Event has 2 options, A happens or B happens. A has 0.03% chance B 99.97%. But event happens multiple times so I used this formula to calculate total chance of A happening after Y attempts.

C = 1 – (1-A) ^ Y

But every 10th event chance of A is increased to 0.045% (by 50%) and let say this chance is D but it is still same result. So here I tryed two formulas, one I called realistic and the other simplified.

Realistic:

C = 1 -(1 – A)^{9} * (1 – D) ^{1(this} is chance after 10 attempts).

Simplified (I just said it is same as if chance increased by 5% every attempt instead of 50% once in 10. So we have E = 0.0315%):

C = 1 – (1 – E) ^ 10 (again chance after 10 attempts).

Results that I got were very similar but not the same.

This event happens a lot like 10000 times so I am more interested in average chance per one event of A/D/E (same result just differnt chance) happening. So I divided previous two formulas by 10 to get average chance of A happening in event, like this:

C = (1 -(1 – A)^{9} * (1 – D) ^{1}) /10

C = (1 -(1 – E)^{10}) / 10

So basically I am where I started knowing A has 0.03% chance of happening in a event only that this A now has a bit higher chance on average because it is increased every 10th time to 0.045%.

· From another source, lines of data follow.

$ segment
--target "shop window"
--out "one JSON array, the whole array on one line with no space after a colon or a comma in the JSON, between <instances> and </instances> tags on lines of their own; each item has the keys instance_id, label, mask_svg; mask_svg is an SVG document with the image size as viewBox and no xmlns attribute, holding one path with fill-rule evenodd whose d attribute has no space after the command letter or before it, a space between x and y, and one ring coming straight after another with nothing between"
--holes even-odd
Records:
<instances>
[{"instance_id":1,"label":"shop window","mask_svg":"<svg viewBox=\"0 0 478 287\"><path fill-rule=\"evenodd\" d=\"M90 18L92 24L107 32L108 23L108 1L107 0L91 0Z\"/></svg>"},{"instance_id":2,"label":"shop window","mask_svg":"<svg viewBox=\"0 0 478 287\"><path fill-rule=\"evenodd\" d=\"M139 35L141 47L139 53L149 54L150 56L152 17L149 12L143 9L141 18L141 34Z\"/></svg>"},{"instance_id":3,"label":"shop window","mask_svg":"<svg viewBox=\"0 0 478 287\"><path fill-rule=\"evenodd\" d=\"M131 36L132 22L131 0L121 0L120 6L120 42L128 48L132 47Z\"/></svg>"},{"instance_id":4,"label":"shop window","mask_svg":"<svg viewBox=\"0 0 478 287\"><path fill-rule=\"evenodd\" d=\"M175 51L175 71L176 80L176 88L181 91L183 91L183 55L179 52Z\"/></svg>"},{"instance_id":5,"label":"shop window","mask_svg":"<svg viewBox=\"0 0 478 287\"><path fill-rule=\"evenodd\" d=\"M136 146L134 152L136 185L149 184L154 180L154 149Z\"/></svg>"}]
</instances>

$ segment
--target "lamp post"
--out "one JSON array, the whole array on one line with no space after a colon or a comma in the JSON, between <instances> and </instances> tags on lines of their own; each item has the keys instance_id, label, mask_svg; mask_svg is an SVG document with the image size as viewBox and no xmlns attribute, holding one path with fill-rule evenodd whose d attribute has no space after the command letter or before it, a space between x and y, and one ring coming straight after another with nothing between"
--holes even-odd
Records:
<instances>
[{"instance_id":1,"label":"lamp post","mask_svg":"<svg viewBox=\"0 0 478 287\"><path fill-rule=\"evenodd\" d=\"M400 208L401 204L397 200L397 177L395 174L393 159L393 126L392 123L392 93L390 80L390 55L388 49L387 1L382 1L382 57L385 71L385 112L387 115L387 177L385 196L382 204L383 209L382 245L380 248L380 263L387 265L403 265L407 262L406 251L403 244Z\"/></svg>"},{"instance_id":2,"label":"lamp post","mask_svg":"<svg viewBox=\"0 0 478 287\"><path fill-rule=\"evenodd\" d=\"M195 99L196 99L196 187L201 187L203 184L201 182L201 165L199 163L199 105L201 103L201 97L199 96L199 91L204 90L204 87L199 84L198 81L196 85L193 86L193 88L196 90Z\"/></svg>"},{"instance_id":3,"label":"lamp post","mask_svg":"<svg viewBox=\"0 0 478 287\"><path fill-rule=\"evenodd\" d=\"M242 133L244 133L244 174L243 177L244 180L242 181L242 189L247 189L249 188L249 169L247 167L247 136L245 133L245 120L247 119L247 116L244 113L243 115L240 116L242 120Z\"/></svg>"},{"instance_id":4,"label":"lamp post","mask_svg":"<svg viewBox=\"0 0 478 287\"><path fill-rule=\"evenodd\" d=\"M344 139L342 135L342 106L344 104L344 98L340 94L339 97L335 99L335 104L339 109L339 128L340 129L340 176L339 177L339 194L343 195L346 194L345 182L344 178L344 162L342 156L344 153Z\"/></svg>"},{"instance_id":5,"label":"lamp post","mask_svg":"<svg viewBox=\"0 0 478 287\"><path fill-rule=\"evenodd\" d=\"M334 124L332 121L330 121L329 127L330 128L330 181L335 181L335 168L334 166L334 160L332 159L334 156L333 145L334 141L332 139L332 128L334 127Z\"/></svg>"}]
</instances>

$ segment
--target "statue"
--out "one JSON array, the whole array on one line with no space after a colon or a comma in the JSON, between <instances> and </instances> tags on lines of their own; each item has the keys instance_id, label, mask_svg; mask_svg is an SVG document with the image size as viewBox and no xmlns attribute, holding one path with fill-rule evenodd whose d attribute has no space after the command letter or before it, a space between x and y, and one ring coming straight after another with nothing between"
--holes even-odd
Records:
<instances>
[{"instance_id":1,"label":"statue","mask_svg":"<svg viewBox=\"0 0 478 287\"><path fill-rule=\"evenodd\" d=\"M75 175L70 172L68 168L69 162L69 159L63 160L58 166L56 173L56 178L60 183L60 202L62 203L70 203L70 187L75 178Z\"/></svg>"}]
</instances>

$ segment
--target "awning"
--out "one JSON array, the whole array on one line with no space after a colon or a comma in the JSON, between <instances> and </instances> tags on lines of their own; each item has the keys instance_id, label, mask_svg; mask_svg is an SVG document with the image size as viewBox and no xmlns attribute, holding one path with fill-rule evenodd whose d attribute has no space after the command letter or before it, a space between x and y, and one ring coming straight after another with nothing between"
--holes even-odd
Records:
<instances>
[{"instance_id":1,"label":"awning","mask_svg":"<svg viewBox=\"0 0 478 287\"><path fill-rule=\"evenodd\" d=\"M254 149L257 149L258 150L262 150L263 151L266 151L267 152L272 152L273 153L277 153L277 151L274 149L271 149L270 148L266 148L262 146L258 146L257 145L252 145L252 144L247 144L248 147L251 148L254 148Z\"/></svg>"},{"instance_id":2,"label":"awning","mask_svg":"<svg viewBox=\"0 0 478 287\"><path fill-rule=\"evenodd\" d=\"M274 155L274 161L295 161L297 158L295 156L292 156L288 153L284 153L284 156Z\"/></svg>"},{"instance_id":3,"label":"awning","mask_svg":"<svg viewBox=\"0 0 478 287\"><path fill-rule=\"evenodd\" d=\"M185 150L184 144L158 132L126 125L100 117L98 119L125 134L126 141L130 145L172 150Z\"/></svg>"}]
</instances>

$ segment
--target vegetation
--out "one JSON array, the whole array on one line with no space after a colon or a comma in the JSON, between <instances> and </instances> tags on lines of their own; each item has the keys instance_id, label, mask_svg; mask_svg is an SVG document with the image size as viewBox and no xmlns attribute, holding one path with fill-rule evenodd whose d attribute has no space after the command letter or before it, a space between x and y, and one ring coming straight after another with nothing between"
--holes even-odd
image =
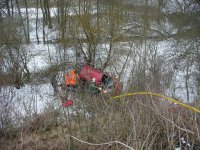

So how correct is that and why is there a small difference in results of formula ~~I am assuming it is because of formula itself not being completely accurate as if you calculate C = 1 – (1 – 0.03)~~^{1} ~~you actually don’t get exactly 0.03 as you should but rather 0.029999997…~~

Edit: My main question would actually be can I assume in long run, on average looking at that 50% increase to 0.045% every 10th repetition is same as 5% increase to 0.0315% every repetition? Like will event happen same amount of times in those two scenarios?